Two positively charged balls are brought together in a region of the universe where we can assume that nothing acts on them aside from one another. When they are released from rest, the balls accelerate away from one another. In case 1, what can you say about the balls?
The two balls have equal-and-opposite velocities at all times, so their accelerations must also be equal-and-opposite. They experience equal-and-opposite forces, so their masses must be the same. The charge on each ball does not have to be the same. It's certainly the same sign, but even if the magnitudes are different the forces are still equal-and-opposite.
In case 2 the two balls have different masses. After the balls are released from rest, which ball has more kinetic energy?
When the balls are very far apart, what fraction of the original potential energy does the lighter ball have as its kinetic energy?

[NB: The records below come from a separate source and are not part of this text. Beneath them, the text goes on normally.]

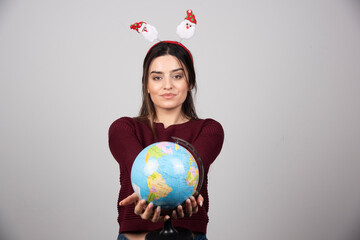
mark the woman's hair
[138,41,198,135]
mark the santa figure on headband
[176,9,196,39]
[130,22,158,42]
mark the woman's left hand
[171,194,204,219]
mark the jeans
[117,233,208,240]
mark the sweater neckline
[154,119,194,130]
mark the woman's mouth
[161,93,175,99]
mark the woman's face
[148,55,189,113]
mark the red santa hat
[130,21,146,32]
[185,9,196,24]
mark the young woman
[109,41,224,240]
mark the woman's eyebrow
[150,71,163,74]
[171,68,184,72]
[150,68,184,74]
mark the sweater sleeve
[193,119,224,172]
[109,117,143,174]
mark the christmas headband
[130,9,197,60]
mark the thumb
[119,193,139,206]
[197,194,204,207]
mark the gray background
[0,0,360,240]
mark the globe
[131,142,201,210]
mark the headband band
[146,41,194,62]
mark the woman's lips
[161,93,175,99]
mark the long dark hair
[138,41,198,136]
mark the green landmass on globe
[131,142,199,209]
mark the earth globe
[131,137,204,240]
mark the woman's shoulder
[109,116,148,132]
[193,118,224,132]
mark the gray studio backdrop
[0,0,360,240]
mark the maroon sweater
[109,117,224,233]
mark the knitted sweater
[109,117,224,233]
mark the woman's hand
[171,194,204,219]
[119,193,204,223]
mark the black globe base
[145,218,194,240]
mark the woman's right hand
[119,193,170,223]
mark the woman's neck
[154,109,189,128]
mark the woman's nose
[164,77,172,89]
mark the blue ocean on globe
[131,142,199,210]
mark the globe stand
[145,218,194,240]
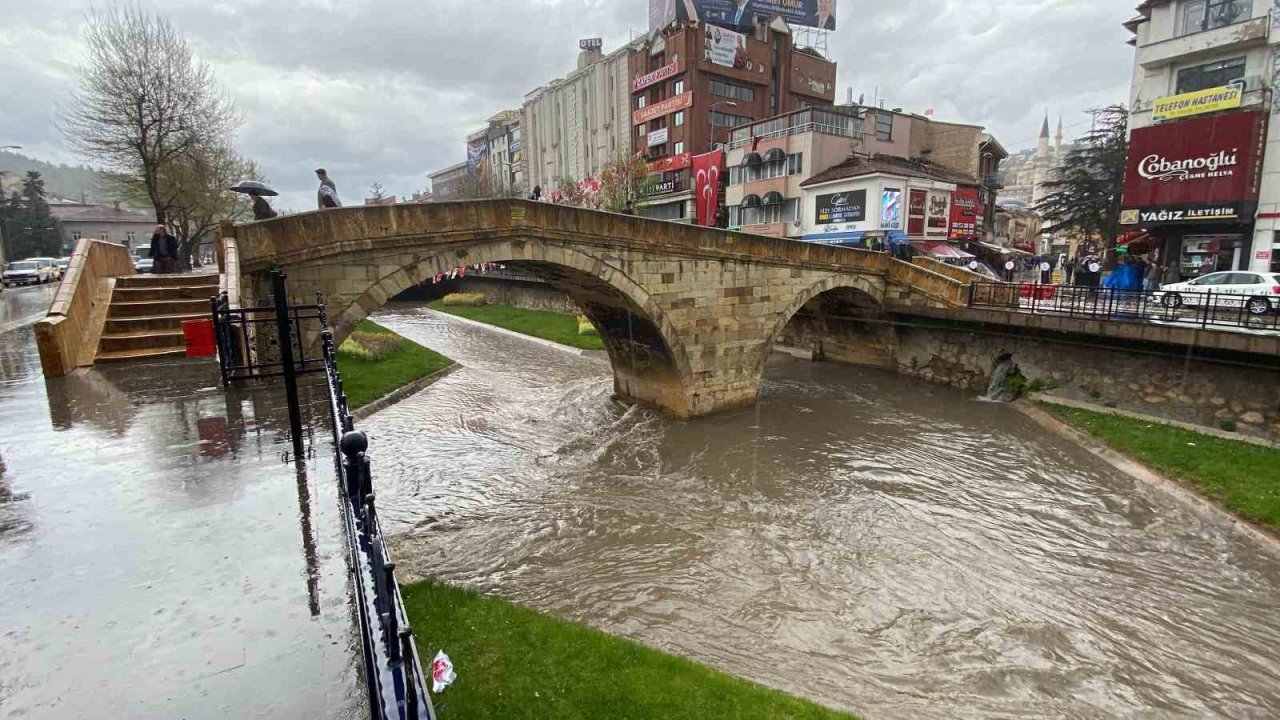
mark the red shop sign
[1124,111,1266,209]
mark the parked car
[1155,270,1280,315]
[4,260,52,287]
[27,258,63,283]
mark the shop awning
[801,231,867,245]
[911,242,975,260]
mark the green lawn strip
[428,300,604,350]
[402,580,854,720]
[338,320,453,410]
[1039,402,1280,530]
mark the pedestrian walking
[147,225,178,275]
[316,168,342,210]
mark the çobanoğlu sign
[1120,111,1267,225]
[813,190,867,225]
[1151,85,1244,120]
[631,60,680,92]
[649,0,836,31]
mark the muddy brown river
[361,305,1280,720]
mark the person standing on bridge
[316,168,342,210]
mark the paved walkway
[0,292,367,719]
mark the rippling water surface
[362,306,1280,720]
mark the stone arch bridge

This is basically an elastic collision where momentum and energy are conserved. From the simulation we can see that after being released the lighter ball has four times the speed of the heavier one. To conserve momentum, the heavier ball must have a mass four times as large as the lighter one.
M = 4m
Conserving energy, we can say that:
Ui + Ki = Uf + Kf
where the initial kinetic energy is zero. This gives:
Kf = 1/2mv2 + 1/2MV2 = Ui - Uf
We can write this as 1/2(mv)v + 1/2(MV)V = Ui - Uf
but we know from momentum conservation that:
mv = MV and v = 4V
So, the lighter ball has four times as much kinetic energy as the heavier ball.
When the balls are very far apart their potential energy is close enough to zero that it is negligible. The original potential energy is now split between the balls. If the lighter ball has four times the kinetic energy, ir must have 80% of the original energy while the heavier ball has 20%.